Recommendation / best practices GVCF GQ bands

rernstrernst UMC UtrechtMember
edited February 2016 in Ask the GATK team

Dear GATK team,

Do you have any recommendation or best practice guidelines on the GVCFGQBands setting? This used to be (gatk < 3.2) [0,5,20,60] but has been changed one block per GQ value in gatk > 3.3. We would like to decrease the file size of the g.vcf files without loosing to much resolution / sensitivity. In the gvcf docs the 'old' defaults are still mentioned: https://www.broadinstitute.org/gatk/guide/article?id=4017

Thanks,
Robert

Tagged:

Answers

  • SheilaSheila Broad InstituteMember, Broadie, Moderator

    @rernst
    Hi Robert,

    We don't provide recommendations for the blocks, as it is up to you to determine what works for your analysis. The reason we changed from the original default blocks was to provide more resolution. However, if the file is too big with the current default blocks, you can try experimenting with the band size to find a size that gives you good resolution and small file size.

    Good luck!

    -Sheila

  • Geraldine_VdAuweraGeraldine_VdAuwera Cambridge, MAMember, Administrator, Broadie

    You may notice that the bands are only single position up to a certain multiple of 10 (I think 50 but I could be misremembering). The idea is to find the optimal balance between resolution in the low-confidence areas, and good compression in the high-confidence areas. The happy trade off point will vary with the quality of your sequencing data, so don't hesitate to adapt the scheme to the data you have (look at distribution of GQ values in a bp_resolution dataset to get a sense of what you're dealing with).
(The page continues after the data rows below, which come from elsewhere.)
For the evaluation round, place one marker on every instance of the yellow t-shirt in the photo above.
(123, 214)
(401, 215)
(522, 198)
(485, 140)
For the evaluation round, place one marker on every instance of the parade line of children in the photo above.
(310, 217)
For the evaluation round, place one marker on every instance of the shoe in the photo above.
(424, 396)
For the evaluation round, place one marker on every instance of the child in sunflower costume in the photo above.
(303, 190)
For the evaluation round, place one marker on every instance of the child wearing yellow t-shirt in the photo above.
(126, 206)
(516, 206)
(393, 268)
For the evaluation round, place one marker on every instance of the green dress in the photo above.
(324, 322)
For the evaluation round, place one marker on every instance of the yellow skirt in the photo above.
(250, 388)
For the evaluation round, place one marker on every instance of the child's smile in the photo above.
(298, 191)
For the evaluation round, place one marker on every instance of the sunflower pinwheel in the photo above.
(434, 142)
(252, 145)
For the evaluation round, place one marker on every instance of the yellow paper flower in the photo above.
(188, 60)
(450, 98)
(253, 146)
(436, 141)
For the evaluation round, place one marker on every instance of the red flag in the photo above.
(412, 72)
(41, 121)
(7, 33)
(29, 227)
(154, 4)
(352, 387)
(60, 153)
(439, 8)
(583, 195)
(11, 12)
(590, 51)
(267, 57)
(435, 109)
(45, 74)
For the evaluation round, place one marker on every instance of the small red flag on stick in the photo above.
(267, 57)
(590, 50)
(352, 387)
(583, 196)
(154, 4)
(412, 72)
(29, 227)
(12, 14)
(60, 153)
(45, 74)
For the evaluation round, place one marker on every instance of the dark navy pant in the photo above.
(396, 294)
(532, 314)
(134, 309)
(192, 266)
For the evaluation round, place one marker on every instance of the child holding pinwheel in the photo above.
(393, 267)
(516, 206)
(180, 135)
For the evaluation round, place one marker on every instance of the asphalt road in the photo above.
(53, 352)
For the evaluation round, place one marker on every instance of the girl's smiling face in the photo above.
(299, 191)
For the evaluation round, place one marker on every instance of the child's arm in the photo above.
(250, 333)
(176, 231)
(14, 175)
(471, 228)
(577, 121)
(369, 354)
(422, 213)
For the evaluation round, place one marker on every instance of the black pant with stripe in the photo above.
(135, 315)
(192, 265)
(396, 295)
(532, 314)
    We will make a note to update the doc.

  • rernstrernst UMC UtrechtMember
    edited February 2016

    Thanks for the answers.

    Because I wanted to see how small a gvcf approximately could get I wanted to use the following bins:
    GVCFBlock0-100=minGQ=0(inclusive),maxGQ=100(exclusive)
    GVCFBlock100-2147483647=minGQ=100(inclusive),maxGQ=2147483647(exclusive)
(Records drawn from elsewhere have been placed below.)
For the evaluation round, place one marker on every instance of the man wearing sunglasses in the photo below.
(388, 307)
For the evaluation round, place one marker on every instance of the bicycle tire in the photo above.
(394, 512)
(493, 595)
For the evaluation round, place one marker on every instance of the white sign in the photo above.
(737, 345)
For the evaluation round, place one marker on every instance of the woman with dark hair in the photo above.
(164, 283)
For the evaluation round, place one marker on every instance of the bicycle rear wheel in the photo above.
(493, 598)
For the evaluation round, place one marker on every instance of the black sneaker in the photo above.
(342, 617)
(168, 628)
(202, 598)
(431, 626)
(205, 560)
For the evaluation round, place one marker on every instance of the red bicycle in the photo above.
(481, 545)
    However I see a lot of positions that are not binned together even though they fall in the same bin, for example:
    1 12808 . G . . END=12994 GT:DP:GQ:MIN_DP:PL 0/0:23:21:16:0,21,615
    1 12995 . C . . END=12996 GT:DP:GQ:MIN_DP:PL 0/0:34:99:34:0,102,1460
    1 12997 . C . . END=12998 GT:DP:GQ:MIN_DP:PL 0/0:35:99:34:0,99,1485
    1 12999 . C . . END=13024 GT:DP:GQ:MIN_DP:PL 0/0:40:99:37:0,100,1438
    1 13025 . T . . END=13025 GT:DP:GQ:MIN_DP:PL 0/0:42:99:42:0,99,1721
    1 13026 . G . . END=13078 GT:DP:GQ:MIN_DP:PL 0/0:52:99:43:0,114,1750

    I also see this behaviour when using a more sophisticated binning strategy (I only show 2 blocks):
    GVCFBlock60-70=minGQ=60(inclusive),maxGQ=70(exclusive)
    GVCFBlock90-2147483647=minGQ=90(inclusive),maxGQ=2147483647(exclusive)
    1 12872 . G . . END=12881 GT:DP:GQ:MIN_DP:PL 0/0:24:61:24:0,61,969
    1 12882 . C . . END=12882 GT:DP:GQ:MIN_DP:PL 0/0:25:60:25:0,60,1057

    1 14457 . A . . END=14457 GT:DP:GQ:MIN_DP:PL 0/0:35:90:35:0,90,1398
    1 14458 . G . . END=14463 GT:DP:GQ:MIN_DP:PL 0/0:36:92:35:0,92,1364

    To my understanding these all fall in the same block, nevertheless they are printed as separate blocks. Do you have any clue what the cause of this is?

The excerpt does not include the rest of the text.